Menikmati udara sore dengan langit berwarna merah keemasan dan kendaraan yang berlalu lalang tak ada habisnya. Sebelum akhirnya bayangan-bayangan yang membuat Sean mengabaikan pemandangan di hadapannya itu datang. Menyergapnya tanpa aba-aba. Dan Sean mengalah, semua berputar terus-menerus.
"Sean, gue takut ketinggian. Duduk di sini aja bareng sama gue."
Suara Abby terdengar lagi. Sean agak mengernyit. "Lo takut ketinggian?" Salah satu hal yang baru Sean tahu dari seorang Abby.
Kepala Abby mengangguk dan memilih duduk bersandar pada tembok samping pintu. Tidak berani juga untuk menyeret Sean di sana. Menekuk kedua kakinya yang sekarang Abby peluk. Dan dari penglihatannya, sekarang Sean sedang turun kemudian berjalan mendekat ke arah Abby. Duduk di sampingnya dan Abby langsung mencium pipi laki-laki itu. Padahal hanya dua hari Abby tidak bertemu Sean, dikarenakan juga Sean harus fokus mengerjakan tugasnya.
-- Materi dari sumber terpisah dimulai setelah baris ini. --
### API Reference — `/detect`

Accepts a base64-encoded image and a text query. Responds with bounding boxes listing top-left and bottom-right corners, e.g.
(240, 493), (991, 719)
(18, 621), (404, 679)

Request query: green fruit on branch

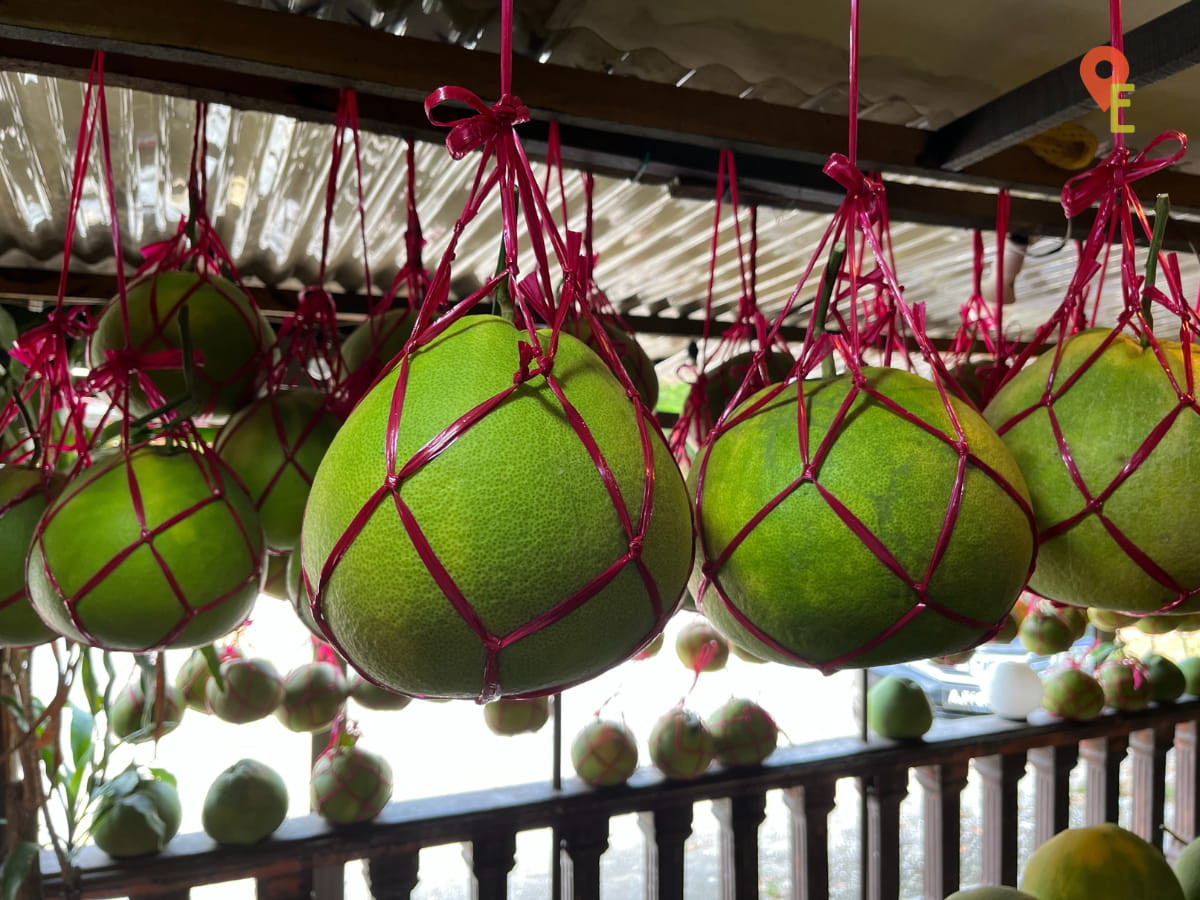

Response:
(302, 316), (692, 698)
(689, 368), (1033, 671)
(25, 445), (264, 650)
(202, 760), (288, 845)
(88, 271), (275, 419)
(571, 719), (637, 787)
(985, 329), (1200, 612)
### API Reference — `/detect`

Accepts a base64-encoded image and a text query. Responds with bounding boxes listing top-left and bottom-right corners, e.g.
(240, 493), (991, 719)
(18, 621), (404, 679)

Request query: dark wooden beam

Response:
(922, 2), (1200, 172)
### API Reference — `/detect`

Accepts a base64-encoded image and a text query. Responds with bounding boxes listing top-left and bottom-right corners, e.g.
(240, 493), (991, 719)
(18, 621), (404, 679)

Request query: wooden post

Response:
(917, 760), (970, 898)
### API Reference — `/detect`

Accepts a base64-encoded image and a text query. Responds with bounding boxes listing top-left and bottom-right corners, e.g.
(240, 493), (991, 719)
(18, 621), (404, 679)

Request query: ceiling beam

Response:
(7, 0), (1200, 214)
(922, 2), (1200, 172)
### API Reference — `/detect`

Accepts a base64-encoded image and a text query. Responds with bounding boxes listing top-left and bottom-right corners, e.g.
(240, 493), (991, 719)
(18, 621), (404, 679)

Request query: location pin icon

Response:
(1079, 46), (1129, 109)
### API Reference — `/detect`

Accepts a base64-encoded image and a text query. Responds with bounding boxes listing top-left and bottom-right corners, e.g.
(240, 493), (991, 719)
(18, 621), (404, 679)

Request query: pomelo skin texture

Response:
(214, 388), (340, 552)
(202, 760), (288, 844)
(0, 466), (61, 647)
(984, 329), (1200, 613)
(689, 368), (1033, 672)
(25, 446), (265, 650)
(301, 316), (692, 700)
(1021, 822), (1183, 900)
(88, 271), (275, 419)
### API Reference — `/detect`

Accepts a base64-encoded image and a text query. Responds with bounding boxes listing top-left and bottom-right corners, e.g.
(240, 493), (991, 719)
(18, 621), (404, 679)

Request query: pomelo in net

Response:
(1021, 822), (1183, 900)
(984, 329), (1200, 613)
(0, 466), (61, 647)
(212, 388), (340, 552)
(301, 316), (692, 700)
(88, 271), (275, 419)
(26, 445), (265, 650)
(689, 368), (1033, 671)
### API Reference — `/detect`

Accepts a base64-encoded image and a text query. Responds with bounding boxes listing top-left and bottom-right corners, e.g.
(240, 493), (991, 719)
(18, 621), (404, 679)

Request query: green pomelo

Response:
(985, 329), (1200, 613)
(200, 760), (288, 845)
(275, 661), (349, 731)
(91, 778), (182, 859)
(302, 316), (692, 697)
(0, 466), (59, 647)
(312, 746), (391, 824)
(88, 271), (275, 418)
(866, 676), (934, 740)
(649, 708), (715, 781)
(1021, 822), (1183, 900)
(689, 368), (1033, 666)
(214, 388), (338, 551)
(571, 719), (637, 787)
(204, 656), (283, 725)
(26, 446), (264, 650)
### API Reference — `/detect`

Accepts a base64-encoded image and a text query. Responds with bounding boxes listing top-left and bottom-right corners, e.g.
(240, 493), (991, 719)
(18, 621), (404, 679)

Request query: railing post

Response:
(1129, 725), (1175, 848)
(917, 760), (970, 898)
(637, 803), (691, 900)
(1175, 721), (1200, 841)
(558, 816), (608, 900)
(1079, 734), (1129, 824)
(362, 847), (420, 900)
(1030, 744), (1079, 848)
(860, 769), (908, 900)
(976, 752), (1025, 884)
(462, 832), (517, 900)
(713, 791), (767, 900)
(784, 779), (838, 900)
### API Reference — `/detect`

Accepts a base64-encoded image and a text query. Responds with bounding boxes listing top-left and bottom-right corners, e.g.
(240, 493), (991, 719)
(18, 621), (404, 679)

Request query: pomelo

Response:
(571, 719), (637, 787)
(689, 368), (1033, 671)
(88, 271), (275, 420)
(985, 329), (1200, 612)
(1021, 822), (1183, 900)
(26, 445), (264, 650)
(0, 466), (61, 647)
(200, 760), (288, 844)
(301, 316), (692, 700)
(212, 388), (340, 552)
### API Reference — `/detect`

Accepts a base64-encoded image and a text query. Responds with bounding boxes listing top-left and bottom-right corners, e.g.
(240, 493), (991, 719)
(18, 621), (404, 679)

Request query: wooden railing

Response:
(41, 700), (1200, 900)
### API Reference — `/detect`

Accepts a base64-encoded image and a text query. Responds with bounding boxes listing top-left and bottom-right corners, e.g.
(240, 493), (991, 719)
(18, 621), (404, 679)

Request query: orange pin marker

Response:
(1079, 46), (1129, 109)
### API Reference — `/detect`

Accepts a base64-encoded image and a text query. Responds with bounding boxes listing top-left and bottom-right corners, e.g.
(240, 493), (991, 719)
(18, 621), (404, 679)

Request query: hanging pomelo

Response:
(88, 271), (275, 418)
(26, 445), (264, 650)
(212, 388), (338, 552)
(985, 329), (1200, 612)
(301, 316), (692, 698)
(689, 368), (1033, 671)
(0, 466), (60, 647)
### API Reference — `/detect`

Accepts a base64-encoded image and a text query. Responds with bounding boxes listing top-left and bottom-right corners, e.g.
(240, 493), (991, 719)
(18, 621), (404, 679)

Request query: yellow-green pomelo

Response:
(88, 271), (275, 418)
(0, 466), (60, 647)
(1021, 822), (1183, 900)
(214, 388), (340, 551)
(985, 329), (1200, 613)
(202, 760), (288, 844)
(26, 445), (264, 650)
(689, 368), (1033, 667)
(301, 316), (692, 697)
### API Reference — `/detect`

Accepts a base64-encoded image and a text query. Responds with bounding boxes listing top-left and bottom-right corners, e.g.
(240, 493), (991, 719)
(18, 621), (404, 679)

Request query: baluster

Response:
(1175, 721), (1200, 841)
(713, 791), (767, 900)
(1129, 724), (1175, 848)
(917, 760), (970, 898)
(362, 847), (420, 900)
(1079, 734), (1129, 824)
(976, 752), (1025, 884)
(860, 769), (908, 900)
(1030, 744), (1079, 848)
(637, 803), (691, 900)
(784, 779), (836, 900)
(462, 832), (517, 900)
(558, 816), (608, 900)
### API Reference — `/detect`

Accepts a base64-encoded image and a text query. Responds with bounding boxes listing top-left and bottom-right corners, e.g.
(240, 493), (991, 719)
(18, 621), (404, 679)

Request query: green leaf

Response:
(0, 841), (37, 900)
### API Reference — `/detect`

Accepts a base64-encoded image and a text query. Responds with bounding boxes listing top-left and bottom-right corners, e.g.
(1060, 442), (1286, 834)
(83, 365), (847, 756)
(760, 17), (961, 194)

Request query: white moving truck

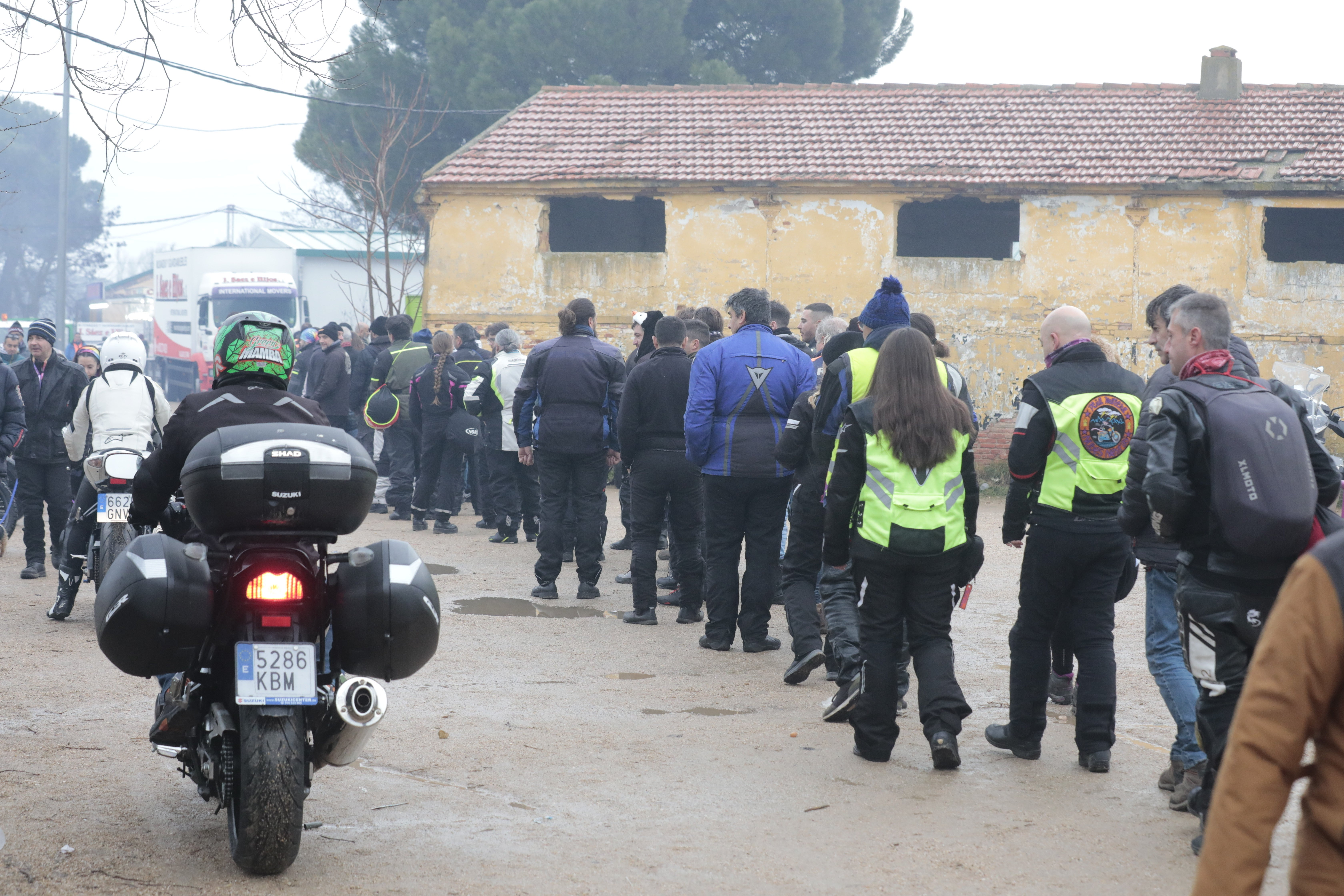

Dan hari ini bertemu dengan Sean, rasanya Abby tidak ingin melepaskan pelukannya di lengan Sean.
"Katanya lo ada acara?" Sean menoleh ke arah Abby dan melihat kini Abby menyandarkan kepalanya pada bahu Sean.
Abby mengangguk. "Ada. Tapi nanti malem kok. Gue udah bawa baju ganti, make-up juga yang gue udah taro di apart lo. Lo yang anterin gue ya? Terus pulangnya jemput juga. Terus kita jalan ke mana gitu. Gue kangen."
Mendengar itu, Sean memasang ekspresi datarnya. Membawa tangannya ke sisi wajah Abby, agar Abby melihat dirinya lurus-lurus. "Ojek-able banget ya gue?"
Abby malah tertawa. "Nggak gitu, Sean. Kita jalan ya. Malam mingguan juga. Kangen sama lo. Kangen banget," kata Abby seraya mencium pipi Sean berkali-kali. Akhirnya Sean memperlihatkan senyumannya juga dan itu tidak lama karena Sean lebih memilih untuk melamun lagi.
Pandangan Sean tertuju pada langit di depan sana. Sebenarnya untuk masalah yang satu itu, Sean sudah lupakan. Sudah Sean kubur dalam-dalam. Kejadiannya sudah satu tahun lalu juga. Tetapi, siapa yang tahu Sean harus dipertemukan oleh ketakutannya sendiri. Menyeretnya kekilasan-kilasan yang memang Sean yang menginginkan hal itu. Boleh kah sekarang Sean menyesal?
Sean menggeleng samar, menjawab pertanyaan di otaknya.
Dan yang terburuk adalah Sean melakukannya dua kali.
Fuckin' great.
"Lo nambah tato lagi ya?"
Sean mengerjap. "Apa, By?"
"Lo nambah tato lagi di leher lo?" Abby mengulang pertanyaannya dan menyentuh tato bertuliskan XI di leher Sean itu.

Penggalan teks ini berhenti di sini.